# Support of conduit under 24"



## nick

*nipple 24 inches*

Well as i see it its a nipple less than 24 inches so no you dont . a nipple is not a raceway in the code. take care best to ya .


----------



## Iber

can you quote any code articles for that, just curious because I couldn't find it earlier today. I'd just like to know incase my inspector says anything


----------



## guschash

358.30(c)


----------



## nick

*3 foot rule*

Well if you look at most conduits types emt/ imc /rigid nec code support methods it says within 3 foot of box or fitting , your nipple is not 3 foot so you dont have too strap it , if you install a panel in a electric room and its less than 3 foot from the floor to bottom of that panel you dont strap it unless you want to . best to ya


----------



## Iber

yeah, that's what I told my foreman but he didn't want to believe me and I couldn't find the code article on it at the time. Thanks for the help guys


----------



## william1978

If the conduit is over 18" long you would have to support it. So you wouldn't need a strap on that 18" nipple.


----------



## william1978

Iber said:


> I have a 18" piece of EMT conduit going from a trough to a 1900 box. Is it required that I strap this or do I not have to since it is less than 24" and considered a "chase"? I know EMT must be strapped within 3' or less when leaving a box, I searched through my code book for some kind of answer but I came up empty handed. thanks in advance for your help


 24" and 3' have absolutly nothing to do with your question. 18" is the magic number.


----------



## acrwc10

william1978 said:


> 24" and 3' have absolutly nothing to do with your question. 18" is the magic number.


 
:thumbsup:

358.30
(C) Unsupported Raceways. Where oversized, concentric or eccentric knockouts are not encountered, Type EMT shall be permitted to be unsupported where the raceway is not more than 450 mm (18 in.) and remains in unbroken lengths (without coupling).
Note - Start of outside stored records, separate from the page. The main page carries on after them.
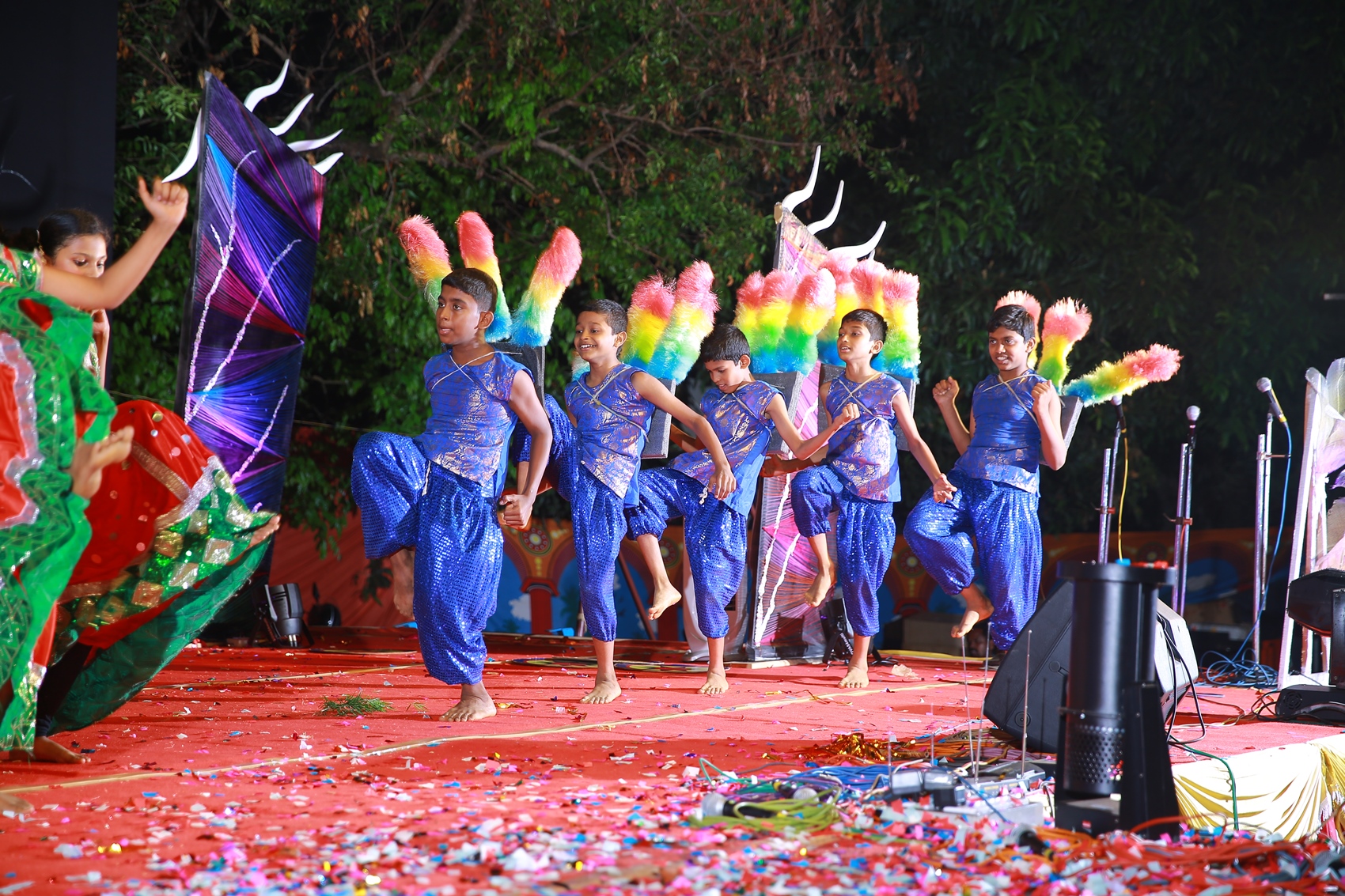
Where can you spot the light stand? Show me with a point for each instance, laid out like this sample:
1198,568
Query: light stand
1110,460
1181,535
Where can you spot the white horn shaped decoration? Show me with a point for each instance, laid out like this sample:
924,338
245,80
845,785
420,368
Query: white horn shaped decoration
267,89
832,216
860,251
305,146
326,164
292,117
799,197
188,161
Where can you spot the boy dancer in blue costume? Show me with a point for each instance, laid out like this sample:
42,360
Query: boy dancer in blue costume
743,412
858,482
438,493
597,452
1014,427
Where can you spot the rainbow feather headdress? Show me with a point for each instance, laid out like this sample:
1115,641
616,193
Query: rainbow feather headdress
668,323
426,253
1066,323
782,318
1137,369
889,293
1063,326
530,324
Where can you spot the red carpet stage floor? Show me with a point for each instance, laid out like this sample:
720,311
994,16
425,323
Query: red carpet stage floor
225,775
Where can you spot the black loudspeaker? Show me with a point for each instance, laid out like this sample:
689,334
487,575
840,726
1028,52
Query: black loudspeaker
1041,663
1048,671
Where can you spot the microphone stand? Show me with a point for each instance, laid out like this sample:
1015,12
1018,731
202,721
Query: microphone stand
1110,462
1181,537
1260,537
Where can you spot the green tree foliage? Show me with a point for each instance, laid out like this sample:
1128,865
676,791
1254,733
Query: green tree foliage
1176,166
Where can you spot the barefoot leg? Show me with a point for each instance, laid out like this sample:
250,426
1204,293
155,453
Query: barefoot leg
90,458
978,608
820,588
857,673
604,682
474,705
716,679
665,595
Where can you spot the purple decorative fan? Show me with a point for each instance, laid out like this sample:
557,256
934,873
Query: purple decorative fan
256,241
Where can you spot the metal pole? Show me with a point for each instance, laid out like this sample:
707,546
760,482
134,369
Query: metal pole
1180,535
1104,512
1260,537
1267,561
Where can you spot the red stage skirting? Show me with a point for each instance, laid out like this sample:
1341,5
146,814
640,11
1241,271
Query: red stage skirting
225,761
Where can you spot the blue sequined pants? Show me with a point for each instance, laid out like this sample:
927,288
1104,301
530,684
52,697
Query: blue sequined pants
457,540
599,520
865,537
1008,544
716,539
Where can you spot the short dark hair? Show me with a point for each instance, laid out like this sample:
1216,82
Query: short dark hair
478,284
614,312
61,226
726,343
1013,318
870,320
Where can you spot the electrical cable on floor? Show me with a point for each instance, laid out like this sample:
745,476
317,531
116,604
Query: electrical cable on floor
1233,782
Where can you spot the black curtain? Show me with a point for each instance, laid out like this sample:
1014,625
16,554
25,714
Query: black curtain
58,109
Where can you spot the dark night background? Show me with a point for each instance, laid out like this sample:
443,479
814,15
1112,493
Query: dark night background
1179,166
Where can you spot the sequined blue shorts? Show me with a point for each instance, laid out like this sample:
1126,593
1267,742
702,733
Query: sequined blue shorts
991,522
716,539
865,537
407,502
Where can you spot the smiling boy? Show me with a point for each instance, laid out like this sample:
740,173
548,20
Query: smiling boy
858,482
1014,428
438,493
743,414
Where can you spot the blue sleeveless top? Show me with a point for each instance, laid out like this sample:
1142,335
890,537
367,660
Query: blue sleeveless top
864,452
612,422
471,423
1006,445
740,422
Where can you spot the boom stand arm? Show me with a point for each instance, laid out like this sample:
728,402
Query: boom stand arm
1110,462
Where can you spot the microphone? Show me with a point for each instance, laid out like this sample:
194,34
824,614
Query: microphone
1264,385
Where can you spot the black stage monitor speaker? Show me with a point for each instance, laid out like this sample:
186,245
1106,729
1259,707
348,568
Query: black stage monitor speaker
1041,665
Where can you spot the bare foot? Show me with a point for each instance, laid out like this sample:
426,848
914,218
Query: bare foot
15,805
470,708
665,596
822,584
265,531
978,608
90,458
604,692
856,677
49,751
716,682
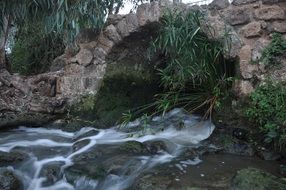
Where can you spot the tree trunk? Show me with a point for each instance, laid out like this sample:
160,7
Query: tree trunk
3,40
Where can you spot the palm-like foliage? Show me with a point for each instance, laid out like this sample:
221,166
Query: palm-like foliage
68,16
195,75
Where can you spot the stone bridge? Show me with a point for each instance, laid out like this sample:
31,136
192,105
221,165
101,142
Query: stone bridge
249,23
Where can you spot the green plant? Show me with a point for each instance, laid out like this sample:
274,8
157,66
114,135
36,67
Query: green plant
267,108
34,50
277,47
195,75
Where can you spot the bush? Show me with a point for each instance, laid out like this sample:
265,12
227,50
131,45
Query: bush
276,48
195,74
267,108
34,50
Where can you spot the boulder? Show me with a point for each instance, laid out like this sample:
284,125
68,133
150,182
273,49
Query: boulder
252,178
219,4
273,12
9,181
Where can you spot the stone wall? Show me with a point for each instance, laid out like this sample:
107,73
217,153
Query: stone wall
248,23
253,22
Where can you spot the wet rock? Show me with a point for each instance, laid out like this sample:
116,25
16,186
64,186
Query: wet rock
90,169
270,13
239,148
52,173
252,178
155,146
271,1
12,158
242,2
133,147
79,144
150,182
9,181
90,133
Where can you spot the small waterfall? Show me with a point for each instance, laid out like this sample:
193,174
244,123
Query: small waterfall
60,151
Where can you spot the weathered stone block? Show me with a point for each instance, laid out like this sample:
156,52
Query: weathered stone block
105,43
242,2
219,4
243,87
112,34
270,13
246,69
122,29
84,57
252,29
271,1
277,26
148,13
258,48
236,16
132,23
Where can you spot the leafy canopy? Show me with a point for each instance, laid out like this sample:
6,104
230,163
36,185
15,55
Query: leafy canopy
60,16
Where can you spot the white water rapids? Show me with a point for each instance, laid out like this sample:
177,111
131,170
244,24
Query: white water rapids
50,146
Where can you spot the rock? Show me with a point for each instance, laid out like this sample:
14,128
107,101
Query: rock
147,13
269,155
252,29
9,181
111,32
242,2
59,63
243,87
245,67
79,144
283,170
105,43
85,168
277,26
252,178
155,146
219,4
132,23
258,48
271,1
133,147
240,148
114,18
237,16
52,173
12,158
84,57
270,13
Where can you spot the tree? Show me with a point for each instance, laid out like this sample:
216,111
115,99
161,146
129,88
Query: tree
67,17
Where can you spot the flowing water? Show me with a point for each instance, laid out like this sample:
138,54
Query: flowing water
71,154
Such raceways shall terminate in an outlet box, device box, cabinet, or other termination at each end of the raceway.


----------



## nick

*nipples? raceways?*

Well you are correct we were still looking at the 2005 book and there is no C ya learn something everyday , nice to know that guess will be installing straps on them panels what year is it , i must have missed that on the test theres another 2 points just joken good call nice job guys !!:thumbsup:


----------